Il racconto di claudia: una convivenza segnata dalla violenza fisica e mentale
Claudia ha incontrato l’uomo anni fa, in un momento della sua vita già difficile; entrambi originari dell’Ecuador, la familiarità del luogo ha fatto credere a un possibile legame di fiducia. Invece l’uomo ha iniziato presto a manifestare comportamenti violenti, sfociati in schiaffi per motivi di gelosia. Da lì è partita una catena di violenze: pugni, offese e distruzione di oggetti. Gli insulti copiosi e durezze verbali sono diventati normali, e si sono intrecciati con accuse di tradimento e controllo ossessivo. L’uomo non si limitava solo a colpire Claudia, ma anche a minacciarla e umiliarla davanti ai figli, con parole pesanti rivolte in particolare a Marta, che ha assistito impotente a ogni aggressione.
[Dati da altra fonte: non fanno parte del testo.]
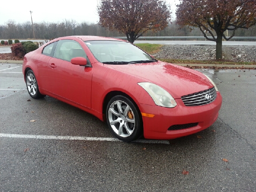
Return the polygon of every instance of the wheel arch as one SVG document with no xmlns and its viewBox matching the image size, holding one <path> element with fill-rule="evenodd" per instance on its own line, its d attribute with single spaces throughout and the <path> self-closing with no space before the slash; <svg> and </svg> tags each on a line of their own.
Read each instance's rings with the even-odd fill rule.
<svg viewBox="0 0 256 192">
<path fill-rule="evenodd" d="M 24 71 L 24 80 L 25 81 L 26 81 L 26 76 L 27 75 L 27 72 L 29 70 L 31 70 L 32 71 L 33 71 L 33 70 L 32 70 L 32 69 L 29 67 L 27 67 L 25 69 L 25 70 Z"/>
<path fill-rule="evenodd" d="M 142 124 L 142 126 L 143 127 L 143 122 L 142 121 L 142 116 L 141 115 L 141 113 L 140 112 L 140 108 L 138 106 L 138 105 L 136 103 L 136 102 L 134 101 L 134 100 L 129 95 L 126 94 L 124 92 L 120 91 L 111 91 L 108 93 L 105 96 L 105 98 L 104 98 L 104 100 L 103 100 L 103 105 L 102 105 L 102 115 L 103 116 L 103 120 L 104 121 L 106 121 L 106 111 L 107 109 L 107 106 L 108 105 L 108 102 L 113 97 L 115 96 L 116 96 L 117 95 L 122 95 L 122 96 L 124 96 L 124 97 L 126 97 L 127 98 L 129 99 L 132 102 L 134 105 L 135 107 L 136 108 L 136 109 L 138 110 L 138 114 L 139 114 L 139 116 L 140 117 L 140 119 L 141 122 Z"/>
</svg>

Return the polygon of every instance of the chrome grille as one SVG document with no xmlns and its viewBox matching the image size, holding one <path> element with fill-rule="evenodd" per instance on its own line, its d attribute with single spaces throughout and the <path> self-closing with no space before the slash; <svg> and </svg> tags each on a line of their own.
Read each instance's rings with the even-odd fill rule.
<svg viewBox="0 0 256 192">
<path fill-rule="evenodd" d="M 208 94 L 211 96 L 210 99 L 207 99 L 206 97 Z M 204 91 L 182 96 L 181 99 L 186 106 L 200 106 L 211 103 L 215 100 L 216 96 L 216 90 L 214 87 Z"/>
</svg>

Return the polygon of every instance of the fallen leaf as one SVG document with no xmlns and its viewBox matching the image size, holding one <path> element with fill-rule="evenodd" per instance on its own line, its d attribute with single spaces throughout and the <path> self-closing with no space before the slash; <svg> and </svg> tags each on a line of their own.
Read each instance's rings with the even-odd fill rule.
<svg viewBox="0 0 256 192">
<path fill-rule="evenodd" d="M 182 170 L 182 171 L 181 172 L 181 173 L 183 174 L 184 175 L 188 175 L 189 172 L 188 171 L 186 171 L 184 169 Z"/>
</svg>

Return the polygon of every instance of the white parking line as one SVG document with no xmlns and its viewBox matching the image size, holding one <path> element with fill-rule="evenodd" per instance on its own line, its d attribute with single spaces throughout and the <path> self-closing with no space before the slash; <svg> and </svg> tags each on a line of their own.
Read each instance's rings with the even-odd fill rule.
<svg viewBox="0 0 256 192">
<path fill-rule="evenodd" d="M 22 72 L 0 72 L 0 73 L 22 73 Z"/>
<path fill-rule="evenodd" d="M 6 90 L 8 91 L 20 91 L 25 89 L 0 89 L 0 90 Z"/>
<path fill-rule="evenodd" d="M 19 134 L 6 134 L 0 133 L 0 137 L 12 138 L 23 138 L 36 139 L 57 139 L 60 140 L 82 140 L 84 141 L 105 141 L 121 142 L 116 138 L 107 137 L 80 137 L 78 136 L 57 136 L 55 135 L 36 135 Z M 169 141 L 164 140 L 152 140 L 139 139 L 133 142 L 136 143 L 156 143 L 160 144 L 170 144 Z"/>
<path fill-rule="evenodd" d="M 14 69 L 14 68 L 16 68 L 16 67 L 21 67 L 22 66 L 22 65 L 20 65 L 19 66 L 16 66 L 16 67 L 11 67 L 10 68 L 8 68 L 8 69 L 2 69 L 2 70 L 0 70 L 0 71 L 5 71 L 6 70 L 8 70 L 9 69 Z"/>
</svg>

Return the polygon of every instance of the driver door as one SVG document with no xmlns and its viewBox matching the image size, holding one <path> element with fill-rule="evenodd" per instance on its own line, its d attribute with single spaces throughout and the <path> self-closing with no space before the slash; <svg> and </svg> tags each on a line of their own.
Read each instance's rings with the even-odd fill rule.
<svg viewBox="0 0 256 192">
<path fill-rule="evenodd" d="M 78 42 L 69 40 L 58 42 L 53 57 L 48 62 L 49 90 L 90 108 L 92 68 L 71 64 L 71 59 L 77 57 L 87 58 Z"/>
</svg>

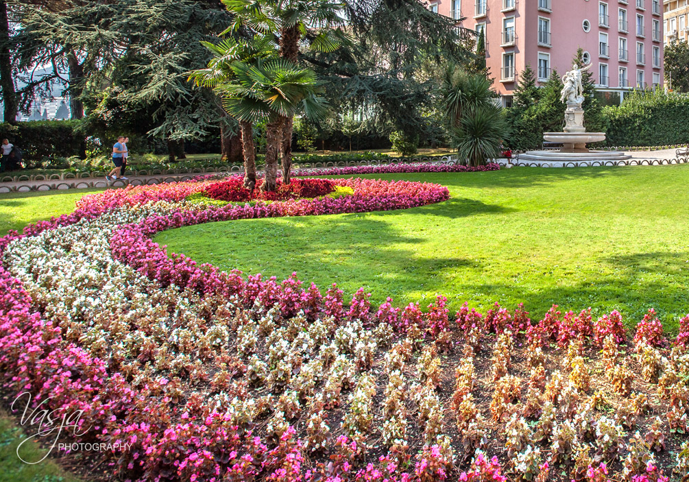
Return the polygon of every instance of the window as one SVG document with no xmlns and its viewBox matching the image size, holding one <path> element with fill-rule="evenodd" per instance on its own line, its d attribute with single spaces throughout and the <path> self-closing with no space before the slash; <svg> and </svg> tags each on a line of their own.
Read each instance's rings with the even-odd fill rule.
<svg viewBox="0 0 689 482">
<path fill-rule="evenodd" d="M 629 60 L 629 53 L 627 50 L 627 39 L 623 36 L 619 37 L 619 60 L 624 62 Z"/>
<path fill-rule="evenodd" d="M 627 26 L 627 11 L 626 10 L 624 10 L 624 8 L 620 8 L 619 9 L 619 13 L 618 14 L 618 18 L 619 19 L 619 20 L 618 21 L 618 23 L 619 24 L 619 31 L 620 32 L 628 32 L 629 30 L 627 30 L 628 29 L 628 26 Z"/>
<path fill-rule="evenodd" d="M 551 76 L 551 54 L 538 52 L 538 80 L 547 81 Z"/>
<path fill-rule="evenodd" d="M 608 34 L 598 34 L 598 55 L 607 59 L 610 56 L 608 48 Z"/>
<path fill-rule="evenodd" d="M 629 81 L 627 79 L 627 67 L 619 67 L 619 86 L 629 87 Z"/>
<path fill-rule="evenodd" d="M 476 0 L 474 5 L 474 17 L 484 17 L 486 10 L 486 0 Z"/>
<path fill-rule="evenodd" d="M 658 72 L 653 72 L 653 88 L 657 88 L 660 87 L 660 74 Z"/>
<path fill-rule="evenodd" d="M 653 45 L 653 67 L 660 68 L 660 47 Z"/>
<path fill-rule="evenodd" d="M 646 28 L 644 26 L 644 16 L 637 14 L 637 36 L 646 36 Z"/>
<path fill-rule="evenodd" d="M 538 45 L 551 45 L 551 21 L 542 17 L 538 17 Z"/>
<path fill-rule="evenodd" d="M 608 15 L 608 4 L 603 2 L 598 4 L 598 25 L 601 27 L 610 26 L 610 17 Z"/>
<path fill-rule="evenodd" d="M 598 83 L 608 86 L 608 64 L 601 63 L 598 66 Z"/>
<path fill-rule="evenodd" d="M 515 44 L 515 17 L 508 17 L 502 20 L 502 45 Z"/>
<path fill-rule="evenodd" d="M 515 54 L 513 52 L 502 54 L 502 72 L 500 78 L 503 82 L 515 79 Z"/>
<path fill-rule="evenodd" d="M 462 18 L 462 0 L 452 0 L 451 6 L 450 17 L 455 20 L 459 20 Z"/>
<path fill-rule="evenodd" d="M 551 12 L 552 10 L 551 0 L 538 0 L 538 10 Z"/>
<path fill-rule="evenodd" d="M 637 63 L 640 65 L 646 65 L 646 54 L 644 53 L 644 44 L 637 42 Z"/>
</svg>

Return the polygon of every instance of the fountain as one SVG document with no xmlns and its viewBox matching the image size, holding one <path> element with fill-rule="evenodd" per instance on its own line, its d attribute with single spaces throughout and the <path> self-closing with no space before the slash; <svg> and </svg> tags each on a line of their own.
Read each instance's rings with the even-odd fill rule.
<svg viewBox="0 0 689 482">
<path fill-rule="evenodd" d="M 560 101 L 567 104 L 564 112 L 565 127 L 563 132 L 545 132 L 543 138 L 549 143 L 562 144 L 559 151 L 529 151 L 519 156 L 519 163 L 549 167 L 566 166 L 600 165 L 615 163 L 631 158 L 618 151 L 592 151 L 586 147 L 589 143 L 605 140 L 604 132 L 586 132 L 584 126 L 584 101 L 582 72 L 590 67 L 579 69 L 573 65 L 572 70 L 562 76 L 564 87 Z"/>
</svg>

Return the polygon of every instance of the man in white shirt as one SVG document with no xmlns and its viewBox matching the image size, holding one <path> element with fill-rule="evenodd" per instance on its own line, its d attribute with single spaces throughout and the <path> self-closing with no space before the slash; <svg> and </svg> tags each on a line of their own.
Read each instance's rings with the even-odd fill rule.
<svg viewBox="0 0 689 482">
<path fill-rule="evenodd" d="M 0 162 L 0 172 L 5 171 L 5 167 L 8 165 L 8 163 L 10 160 L 10 153 L 12 152 L 12 148 L 14 148 L 10 141 L 7 139 L 2 140 L 2 162 Z"/>
</svg>

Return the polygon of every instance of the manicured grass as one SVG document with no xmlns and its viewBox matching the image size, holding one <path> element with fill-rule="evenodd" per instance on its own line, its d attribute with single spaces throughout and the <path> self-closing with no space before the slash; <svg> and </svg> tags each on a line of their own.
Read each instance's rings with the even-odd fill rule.
<svg viewBox="0 0 689 482">
<path fill-rule="evenodd" d="M 79 478 L 50 457 L 38 463 L 26 463 L 19 459 L 17 450 L 20 443 L 19 455 L 27 462 L 37 462 L 45 455 L 46 450 L 35 441 L 25 441 L 28 434 L 34 433 L 27 434 L 6 413 L 0 412 L 0 482 L 78 482 Z M 53 454 L 57 453 L 56 446 Z"/>
<path fill-rule="evenodd" d="M 10 229 L 21 232 L 32 222 L 71 213 L 76 201 L 90 193 L 103 189 L 70 189 L 0 194 L 0 235 Z"/>
<path fill-rule="evenodd" d="M 689 166 L 373 176 L 438 182 L 452 198 L 392 212 L 247 220 L 156 238 L 171 252 L 223 269 L 296 271 L 322 289 L 359 286 L 376 303 L 482 311 L 523 302 L 540 319 L 553 303 L 621 311 L 650 307 L 666 329 L 689 312 Z"/>
</svg>

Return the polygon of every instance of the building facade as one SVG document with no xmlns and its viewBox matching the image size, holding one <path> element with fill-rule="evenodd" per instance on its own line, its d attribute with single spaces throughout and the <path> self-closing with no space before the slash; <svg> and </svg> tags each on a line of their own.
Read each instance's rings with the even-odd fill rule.
<svg viewBox="0 0 689 482">
<path fill-rule="evenodd" d="M 527 65 L 544 83 L 553 70 L 572 68 L 579 47 L 599 90 L 621 98 L 632 88 L 661 86 L 661 0 L 429 0 L 431 10 L 484 32 L 493 87 L 506 105 Z"/>
<path fill-rule="evenodd" d="M 665 43 L 674 40 L 689 41 L 689 0 L 665 0 Z"/>
</svg>

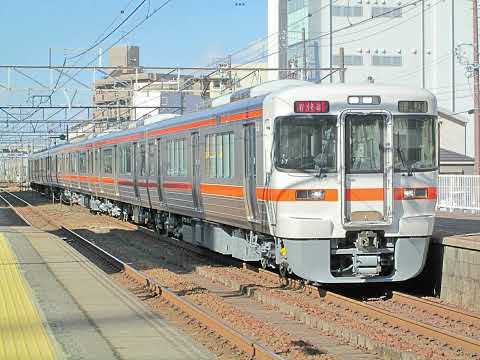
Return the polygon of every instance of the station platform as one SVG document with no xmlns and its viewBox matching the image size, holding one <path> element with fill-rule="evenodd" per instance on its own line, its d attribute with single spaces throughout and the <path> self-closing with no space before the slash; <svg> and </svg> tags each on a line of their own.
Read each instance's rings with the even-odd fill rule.
<svg viewBox="0 0 480 360">
<path fill-rule="evenodd" d="M 0 359 L 210 359 L 59 237 L 0 207 Z"/>
<path fill-rule="evenodd" d="M 437 213 L 426 273 L 440 299 L 480 313 L 480 215 Z"/>
</svg>

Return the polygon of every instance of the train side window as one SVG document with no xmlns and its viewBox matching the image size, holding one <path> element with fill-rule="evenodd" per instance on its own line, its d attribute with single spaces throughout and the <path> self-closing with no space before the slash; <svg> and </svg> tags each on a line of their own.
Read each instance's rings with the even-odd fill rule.
<svg viewBox="0 0 480 360">
<path fill-rule="evenodd" d="M 84 152 L 78 154 L 78 172 L 80 174 L 87 172 L 87 154 Z"/>
<path fill-rule="evenodd" d="M 167 176 L 187 176 L 185 139 L 167 141 Z"/>
<path fill-rule="evenodd" d="M 70 172 L 72 174 L 77 173 L 77 163 L 76 163 L 76 154 L 70 153 Z"/>
<path fill-rule="evenodd" d="M 88 151 L 88 173 L 93 174 L 93 152 L 94 150 Z"/>
<path fill-rule="evenodd" d="M 95 149 L 95 166 L 94 166 L 94 173 L 100 173 L 100 149 Z"/>
<path fill-rule="evenodd" d="M 155 141 L 148 142 L 147 168 L 147 175 L 153 176 L 155 174 Z"/>
<path fill-rule="evenodd" d="M 234 176 L 235 137 L 233 131 L 205 136 L 205 174 L 210 178 Z"/>
<path fill-rule="evenodd" d="M 111 175 L 113 173 L 113 155 L 112 149 L 103 149 L 102 150 L 102 162 L 103 162 L 103 173 L 106 175 Z"/>
</svg>

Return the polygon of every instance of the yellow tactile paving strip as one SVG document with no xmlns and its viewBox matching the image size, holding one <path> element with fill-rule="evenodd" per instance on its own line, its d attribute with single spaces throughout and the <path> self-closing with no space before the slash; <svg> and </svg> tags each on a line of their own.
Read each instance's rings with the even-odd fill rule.
<svg viewBox="0 0 480 360">
<path fill-rule="evenodd" d="M 17 259 L 0 234 L 0 359 L 55 359 Z"/>
</svg>

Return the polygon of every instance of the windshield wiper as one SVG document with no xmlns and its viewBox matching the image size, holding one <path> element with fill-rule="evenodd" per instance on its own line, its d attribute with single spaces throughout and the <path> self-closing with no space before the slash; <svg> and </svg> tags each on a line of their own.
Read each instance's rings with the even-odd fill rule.
<svg viewBox="0 0 480 360">
<path fill-rule="evenodd" d="M 323 164 L 325 161 L 325 150 L 330 146 L 330 143 L 332 142 L 333 136 L 330 136 L 328 138 L 327 143 L 323 146 L 322 152 L 320 153 L 320 159 L 318 160 L 318 173 L 315 174 L 316 177 L 325 177 L 326 175 L 323 174 Z M 315 157 L 315 159 L 318 157 L 318 155 Z M 315 166 L 317 166 L 317 161 L 313 159 L 313 162 L 315 163 Z"/>
<path fill-rule="evenodd" d="M 400 161 L 402 162 L 402 167 L 407 170 L 408 176 L 412 176 L 416 169 L 411 164 L 407 163 L 407 161 L 405 160 L 405 154 L 403 153 L 403 149 L 401 149 L 400 146 L 397 146 L 397 152 Z"/>
</svg>

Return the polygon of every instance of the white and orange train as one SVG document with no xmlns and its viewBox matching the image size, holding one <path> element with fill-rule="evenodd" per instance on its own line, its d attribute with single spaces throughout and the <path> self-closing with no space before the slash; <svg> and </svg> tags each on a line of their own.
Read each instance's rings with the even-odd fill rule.
<svg viewBox="0 0 480 360">
<path fill-rule="evenodd" d="M 31 185 L 312 282 L 419 274 L 437 194 L 431 93 L 284 80 L 223 100 L 36 153 Z"/>
</svg>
Gli episodi di violenza si sono moltiplicati, così come le restrizioni imposte. Claudia doveva bloccare i contatti familiari, subire limitazioni negli spostamenti e nella comunicazione con gli altri. In una circostanza, la donna si è rifiutata di consegnargli il telefono; a quel punto lui l’ha aggredita prendendola per i capelli e scaraventandola con forza contro la porta, provocandole ferite giudicate guaribili in pochi giorni. Non sono mancati interventi medici e ambulanze chiamate per portarla in ospedale, soprattutto a causa di una lesione grave alla milza, conseguenza di un pugno violento. Quell’episodio ha lasciato segni evidenti sul corpo e sulla mente di Claudia e della figlia, costretta a vivere in una casa che era diventata una vera e propria prigione.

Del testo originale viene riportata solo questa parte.